Friday, November 22, 2013

Killing Jesus Christ

Killing Jesus Christ: Book Introduction

Of all the words penned about the death of Jesus Christ, none have persisted more regularly than ''Savior.'' Jesus had a purposed redemptive mission, which we've been properly reminded again and again.

killing jesus book bill oreillyBut this slights the history many contemporary authors tell us. Several modern writers deny that Christ died to atone for sin. They claim that He came to show men how to live a moral life. In contrast to the assumptions of modernity, Christ’s death wasn't mainly a model to be followed—it was first and foremost a saving act. It provided real expiation and propitiation. Christ’s mission flowed from this core determination and it makes no sense if severed from its atoning purpose.

To understand the chief reason for the death of Christ, it starts with the Fall, sin, and humanity’s alienation from God (Romans 3:23-26). The cross places great emphasis on human depravity and sin, the limitations of what men can achieve, and the tragic nature of wayward-religious authority.

During Jesus’ ministry, the religious leaders of Israel felt that events were moving in the wrong direction and that a spiritual catastrophe would befall the Jewish people if Christ was not stopped. Nonetheless, those who followed the priestly leaders ultimately fell on the losing side of history. Indeed, a dreadful descent struck Israel, but it came from rejecting Christ and not following Him. Within a generation of its official rejection of Christ, as predicted by Him, the temple, the priesthood, and Sadducean Judaism were soon after wiped away by terrible judgments. That which arose in the land of Israel was barrenness, desolation, awfulness, and misshapenness.

Christ died, and life came to individual Christians and the church universal—His movement would eventually sweep up the whole Roman Empire. Israel, and soon after Rome, would only be able to look back sadly at their customs, traditions, and foundations that were eroded.
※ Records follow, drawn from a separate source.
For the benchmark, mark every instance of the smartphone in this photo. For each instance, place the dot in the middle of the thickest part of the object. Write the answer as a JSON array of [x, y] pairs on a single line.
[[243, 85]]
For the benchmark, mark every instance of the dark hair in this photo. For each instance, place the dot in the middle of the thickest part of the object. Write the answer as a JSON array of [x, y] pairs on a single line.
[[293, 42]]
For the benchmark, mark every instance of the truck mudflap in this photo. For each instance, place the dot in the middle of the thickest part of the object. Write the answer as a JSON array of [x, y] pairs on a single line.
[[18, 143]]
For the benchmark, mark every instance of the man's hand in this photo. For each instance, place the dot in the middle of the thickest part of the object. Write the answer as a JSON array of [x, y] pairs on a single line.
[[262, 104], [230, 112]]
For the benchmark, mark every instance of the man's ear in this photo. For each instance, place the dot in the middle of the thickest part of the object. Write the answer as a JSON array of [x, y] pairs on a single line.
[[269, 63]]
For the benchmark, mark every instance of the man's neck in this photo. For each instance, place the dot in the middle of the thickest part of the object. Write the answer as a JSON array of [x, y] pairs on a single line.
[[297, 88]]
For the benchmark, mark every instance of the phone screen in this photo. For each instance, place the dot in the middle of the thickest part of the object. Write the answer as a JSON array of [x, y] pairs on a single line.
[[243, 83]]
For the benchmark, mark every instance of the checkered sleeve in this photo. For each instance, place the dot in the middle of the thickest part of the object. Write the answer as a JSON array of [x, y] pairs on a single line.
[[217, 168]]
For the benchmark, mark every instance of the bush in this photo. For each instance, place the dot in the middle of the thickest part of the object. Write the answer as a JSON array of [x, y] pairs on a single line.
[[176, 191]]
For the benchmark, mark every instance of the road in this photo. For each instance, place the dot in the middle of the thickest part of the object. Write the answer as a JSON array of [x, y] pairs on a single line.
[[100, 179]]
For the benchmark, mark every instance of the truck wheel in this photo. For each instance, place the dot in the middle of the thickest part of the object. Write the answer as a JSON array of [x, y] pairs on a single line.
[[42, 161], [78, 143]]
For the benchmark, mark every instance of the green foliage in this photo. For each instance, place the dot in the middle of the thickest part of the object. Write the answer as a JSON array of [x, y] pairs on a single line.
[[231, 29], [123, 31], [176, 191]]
What is required? That which Christ’s death and resurrection provided: life and a real restoration of hope. The recovery of Roman and Jewish souls, as well as all men, is the leading necessity: the salvation that was provided by the work of Christ.

Jesus agreed with the priests about the need for atonement as well as a few other things. However, He transformed Judaism from a work-righteousness religion to a grace-based kingdom, centered on certain truths about a holy God and sinful men. In the early part of His ministry, Christ prophesied, ''I will be arrested and crucified, but I will rise from the grave on the third day.”

Jesus kept His promise. He also described His church as a driving force throughout history, leading to an empire of grace, truth, and peace. He seemed to regard love's triumph as a historical inevitability. He couldn't look at an advancing church as anything other than the delightful emanation and extension of His resurrection.

Bill O’ Reilly, Skeptics, and Killing Jesus

Bill O’ Reilly, author of Killing Lincoln and Killing Kennedy, declared that Jesus merely started “a philosophy”1 and much of the biblical narratives are allegorical and symbolic—not in fact real history. He also suggested that Christians do not worship Jesus Christ but they worship the “spirit of Jesus.”2 He’s convinced that Christ’s main undertaking was to teach men how to live properly. I have no doubt that Christ’s moral teaching is as important as it is profound, yet His primary mission was to die to set men free. Many other skeptics and liberals have mounted quests for the historical Jesus and have landed not so far from where O’ Reilly takes his readers. In the end, the Bible holds, as the skeptics have found nothing. But skeptics will continue to publish books about their new theories on the life and death of Christ even though we have an infallible account of Him in the New Testament.

Beyond Bill O’ Reilly, few disbelieving sleuths believe that Jesus Christ died for the ungodly (Romans 4:5) and rose from the grave in victory (1 Corinthians 15:1-4). I do. And not only that, I know with full certainty. Some contend Christ was a good teacher who died because of a tragic set of accidents. Still a few others say that Christ never existed, thus He never died.

Of course, theories abound in cases of history where evidence is scarce. But as the reader will discover, there exists not only deep layers of historical data for the life, death, and resurrection of Jesus, there are also potent logical reasons why such must be the case.

My goal is to lay out the evidence for the truth of the Gospel’s narratives and demonstrate that theories suggested by skeptics (O’ Reilly, Aslan, Ehrman, etc.) not only have several faults, but what they pen, especially when it is inconsistent with the scriptural accounts of Christ, cannot possibly be true. I will argue:  

  1. God is.

  1. His word has been revealed.

  1. Scripture reveals the truth about Christ’s arrest, trial, crucifixion, death, and resurrection; the contrary is plainly impossible.

Indeed, Jesus Christ died. He was crucified. Nevertheless, His illegal execution was merely the beginning of a comprehensive transformation in history. Since Jesus’ death and resurrection, it often appears that the kingdom of man and the kingdom of God have traded places. Christ's outlook, however, was a bold and challenging assurance. The kingdom Jesus launched is the one we still see expanding today.